Have you have also read my replies to Taleb?
http://www.unz.com/jthompson/swanning-about-fooled-by-algebra/
http://www.unz.com/jthompson/in-the-wake-of-the-swan/

Which provided the opportunity to express more fully than before why I believe that IQ-ism is fake science:

I've had a look. But as I'm sure you will agree, to review your response to Taleb adquately would demand a lengthy paper, which I will not attempt to compose here. I will, though, address the first point that you make in your January 3, article.
Taleb criticizes the poor statistics used by intelligence researchers... I have assumed he means that more than half of intelligence research findings are wrong, and for malicious reasons. If this is his point, he is factually wrong.
Your assumption is surely incorrect. Taleb neither said nor implied that more than half of intelligence research findings are wrong, for malicious reasons. Rather, he was presumably drawing an inference about the invalidity of most intelligence research findings from the well known "replication crisis in psychology" and other fields of research, and the well known fact that across the board, the majority of research papers are so poorly designed and analysed that most research claims must be false. So no, Taleb is not accusing you or those who labor in the IQ field of malicious fraud.

You attempt to bury Taleb beneath a mountain of technical details and journal references that few here will ever read, but you do not confront Taleb's key point, which is that, yes, IQ tests measure something, and yes whatever they measures correlates in some degree with behavior, success, income, whatever, but so what?

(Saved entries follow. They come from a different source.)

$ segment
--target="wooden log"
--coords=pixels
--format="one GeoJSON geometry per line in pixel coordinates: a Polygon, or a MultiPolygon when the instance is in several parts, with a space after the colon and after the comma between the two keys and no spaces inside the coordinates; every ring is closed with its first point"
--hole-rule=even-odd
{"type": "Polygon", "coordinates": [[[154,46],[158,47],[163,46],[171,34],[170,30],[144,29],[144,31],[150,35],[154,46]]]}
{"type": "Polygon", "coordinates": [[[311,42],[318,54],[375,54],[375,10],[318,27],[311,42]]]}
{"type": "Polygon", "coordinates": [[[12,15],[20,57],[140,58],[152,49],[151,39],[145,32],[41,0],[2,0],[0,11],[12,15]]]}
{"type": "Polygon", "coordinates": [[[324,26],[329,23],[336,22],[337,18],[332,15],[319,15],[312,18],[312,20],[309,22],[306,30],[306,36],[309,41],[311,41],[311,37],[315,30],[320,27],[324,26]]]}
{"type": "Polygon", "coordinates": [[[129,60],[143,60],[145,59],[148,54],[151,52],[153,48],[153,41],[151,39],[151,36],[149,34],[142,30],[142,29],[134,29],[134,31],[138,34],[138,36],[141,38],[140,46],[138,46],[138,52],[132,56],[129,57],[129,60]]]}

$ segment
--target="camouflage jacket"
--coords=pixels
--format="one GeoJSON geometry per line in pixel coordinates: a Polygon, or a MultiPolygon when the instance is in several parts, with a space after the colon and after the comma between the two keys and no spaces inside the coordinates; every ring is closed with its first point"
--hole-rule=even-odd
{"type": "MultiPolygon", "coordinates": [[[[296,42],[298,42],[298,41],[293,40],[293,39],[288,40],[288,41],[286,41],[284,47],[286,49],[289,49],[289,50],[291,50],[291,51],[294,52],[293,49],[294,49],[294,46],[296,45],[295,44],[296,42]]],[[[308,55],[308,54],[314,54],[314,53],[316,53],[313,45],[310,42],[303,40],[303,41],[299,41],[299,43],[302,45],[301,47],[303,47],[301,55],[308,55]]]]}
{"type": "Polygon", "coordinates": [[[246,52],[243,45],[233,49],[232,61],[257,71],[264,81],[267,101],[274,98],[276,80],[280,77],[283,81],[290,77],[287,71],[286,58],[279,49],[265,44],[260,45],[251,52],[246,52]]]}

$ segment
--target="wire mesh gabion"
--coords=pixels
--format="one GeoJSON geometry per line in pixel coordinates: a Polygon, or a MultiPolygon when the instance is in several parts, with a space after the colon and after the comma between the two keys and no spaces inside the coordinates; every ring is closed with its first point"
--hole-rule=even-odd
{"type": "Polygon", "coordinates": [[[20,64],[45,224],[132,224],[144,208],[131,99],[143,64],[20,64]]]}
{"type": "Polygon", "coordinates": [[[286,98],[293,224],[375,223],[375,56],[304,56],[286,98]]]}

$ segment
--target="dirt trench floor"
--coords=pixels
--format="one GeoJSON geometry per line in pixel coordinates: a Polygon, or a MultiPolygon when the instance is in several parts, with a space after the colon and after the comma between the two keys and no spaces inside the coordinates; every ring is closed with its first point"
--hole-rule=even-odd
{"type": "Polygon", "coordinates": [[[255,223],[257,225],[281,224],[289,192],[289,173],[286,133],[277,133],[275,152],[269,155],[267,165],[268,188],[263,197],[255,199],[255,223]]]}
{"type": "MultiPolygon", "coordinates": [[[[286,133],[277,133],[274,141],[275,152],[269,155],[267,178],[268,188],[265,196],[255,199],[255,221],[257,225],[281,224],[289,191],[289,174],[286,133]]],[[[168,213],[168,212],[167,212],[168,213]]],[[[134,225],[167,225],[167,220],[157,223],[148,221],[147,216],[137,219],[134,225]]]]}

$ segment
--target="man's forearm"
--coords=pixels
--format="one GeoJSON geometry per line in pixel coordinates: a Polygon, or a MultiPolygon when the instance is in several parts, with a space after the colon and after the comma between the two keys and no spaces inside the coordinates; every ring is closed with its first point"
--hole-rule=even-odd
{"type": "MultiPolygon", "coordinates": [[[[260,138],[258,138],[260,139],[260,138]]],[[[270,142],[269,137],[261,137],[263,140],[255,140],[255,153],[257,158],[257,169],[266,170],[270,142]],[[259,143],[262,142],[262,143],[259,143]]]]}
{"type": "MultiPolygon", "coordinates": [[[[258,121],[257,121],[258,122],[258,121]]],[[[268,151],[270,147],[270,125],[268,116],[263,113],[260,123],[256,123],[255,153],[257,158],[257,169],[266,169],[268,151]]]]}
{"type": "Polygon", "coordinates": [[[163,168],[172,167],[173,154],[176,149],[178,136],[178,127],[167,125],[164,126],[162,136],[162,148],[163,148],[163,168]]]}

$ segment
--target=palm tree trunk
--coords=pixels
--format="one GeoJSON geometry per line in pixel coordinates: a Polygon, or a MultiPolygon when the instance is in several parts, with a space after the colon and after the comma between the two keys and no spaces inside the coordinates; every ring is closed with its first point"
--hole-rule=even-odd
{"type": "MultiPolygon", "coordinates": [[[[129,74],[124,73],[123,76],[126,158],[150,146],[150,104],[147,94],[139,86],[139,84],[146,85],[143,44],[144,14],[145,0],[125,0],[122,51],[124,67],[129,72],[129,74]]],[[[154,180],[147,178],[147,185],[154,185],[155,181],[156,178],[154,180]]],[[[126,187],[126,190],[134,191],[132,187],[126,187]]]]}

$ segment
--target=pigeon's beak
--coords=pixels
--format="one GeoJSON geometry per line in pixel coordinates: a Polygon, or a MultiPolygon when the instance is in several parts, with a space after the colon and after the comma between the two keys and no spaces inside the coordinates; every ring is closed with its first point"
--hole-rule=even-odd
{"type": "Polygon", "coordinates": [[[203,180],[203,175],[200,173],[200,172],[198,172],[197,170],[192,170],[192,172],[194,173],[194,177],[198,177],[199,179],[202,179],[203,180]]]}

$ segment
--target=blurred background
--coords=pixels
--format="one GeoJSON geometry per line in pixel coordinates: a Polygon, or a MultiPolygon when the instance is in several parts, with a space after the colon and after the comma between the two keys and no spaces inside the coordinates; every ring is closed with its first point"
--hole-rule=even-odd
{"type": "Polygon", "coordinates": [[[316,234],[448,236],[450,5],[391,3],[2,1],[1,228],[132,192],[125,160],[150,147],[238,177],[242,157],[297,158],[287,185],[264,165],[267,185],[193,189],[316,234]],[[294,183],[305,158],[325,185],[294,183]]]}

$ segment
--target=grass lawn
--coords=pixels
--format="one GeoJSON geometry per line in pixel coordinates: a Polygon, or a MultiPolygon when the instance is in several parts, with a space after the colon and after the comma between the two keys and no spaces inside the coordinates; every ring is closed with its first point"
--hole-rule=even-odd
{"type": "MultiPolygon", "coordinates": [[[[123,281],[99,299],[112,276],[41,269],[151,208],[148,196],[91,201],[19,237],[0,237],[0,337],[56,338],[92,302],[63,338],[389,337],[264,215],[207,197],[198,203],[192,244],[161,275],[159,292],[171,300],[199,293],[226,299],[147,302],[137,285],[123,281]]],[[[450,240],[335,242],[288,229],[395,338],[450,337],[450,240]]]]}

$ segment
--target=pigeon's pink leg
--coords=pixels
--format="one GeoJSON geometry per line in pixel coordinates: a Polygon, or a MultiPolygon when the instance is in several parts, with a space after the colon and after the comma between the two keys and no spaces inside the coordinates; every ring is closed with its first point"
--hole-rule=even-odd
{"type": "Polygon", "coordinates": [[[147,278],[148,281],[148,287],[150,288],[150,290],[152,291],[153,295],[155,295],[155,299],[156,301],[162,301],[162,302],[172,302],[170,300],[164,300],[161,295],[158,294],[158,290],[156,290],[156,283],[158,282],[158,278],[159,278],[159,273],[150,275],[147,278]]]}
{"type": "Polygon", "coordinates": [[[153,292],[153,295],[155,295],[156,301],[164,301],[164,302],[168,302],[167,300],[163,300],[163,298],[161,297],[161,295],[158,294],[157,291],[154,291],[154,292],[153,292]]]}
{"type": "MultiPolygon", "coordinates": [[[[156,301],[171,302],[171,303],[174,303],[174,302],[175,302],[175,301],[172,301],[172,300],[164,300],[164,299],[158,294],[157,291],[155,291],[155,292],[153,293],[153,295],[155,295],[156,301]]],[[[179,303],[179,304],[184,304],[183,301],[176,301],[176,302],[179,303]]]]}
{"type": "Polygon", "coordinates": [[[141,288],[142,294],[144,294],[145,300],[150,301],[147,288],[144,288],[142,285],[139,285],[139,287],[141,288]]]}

The key questions Taleb raises to which you offer no answer are:

does IQ usefully quantify intelligence as that term is generally understood and as it is defined by the dictionary?

and, more fundamentally, is it even theoretically possible to quantify intelligence, as that term is generally understood, by a single number?

Taleb answers both questions in the negative. I agree. Furthermore, I believe that if you stopped calling whatever it is that you measure with you tests intelligence, then no one would question your work. Indeed, they might pay it no attention at all, which does raise a question of whether some psychologists, by mislabeling their product, are deliberately selling a bill of goods.

In the event that that draws a crushing rebuttal, I promise to post it here.

So far, all I've had is reference to a fact-free rebuttal by Stephen Pinker:

Irony: Replicability crisis in psych DOESN'T apply to IQ.S. Pinker

Great to be a famous author innit. No need to argue a point. Just assert an opinion and the world will defer — LOL

Except:

Most Reported Genetic Associations with General Intelligence Are Probably False Positives. Psychol Sci. 2012 Nov 1; 23(11): 1314–1323.

Or if you prefer a more mainstream source: The Telegraph's Science Correspondent reports:

IQ tests 'do not reflect intelligence' 

Or something even more downmarket: Daily Mail:

IQ tests are 'meaningless and too simplistic' claim researchers 

And I like this from the Psychologist:

What intelligence tests miss 
It is a profound historical irony of the behavioural sciences that the Nobel Prize was awarded for studies of cognitive characteristics (rational thinking skills) that are entirely missing from the most well-known mental assessment device in the behavioral sciences – the intelligence test. Intelligence tests measure important things, but not these – they do not assess the extent of rational thought. This might not be such an omission if it were the case that intelligence was an exceptionally strong predictor of rational thinking. However, research has found that it is a moderate predictor at best and that some rational thinking skills can be quite dissociated from intelligence.
Perhaps others will join in the amusing quest for quotes sending up S. Pinker.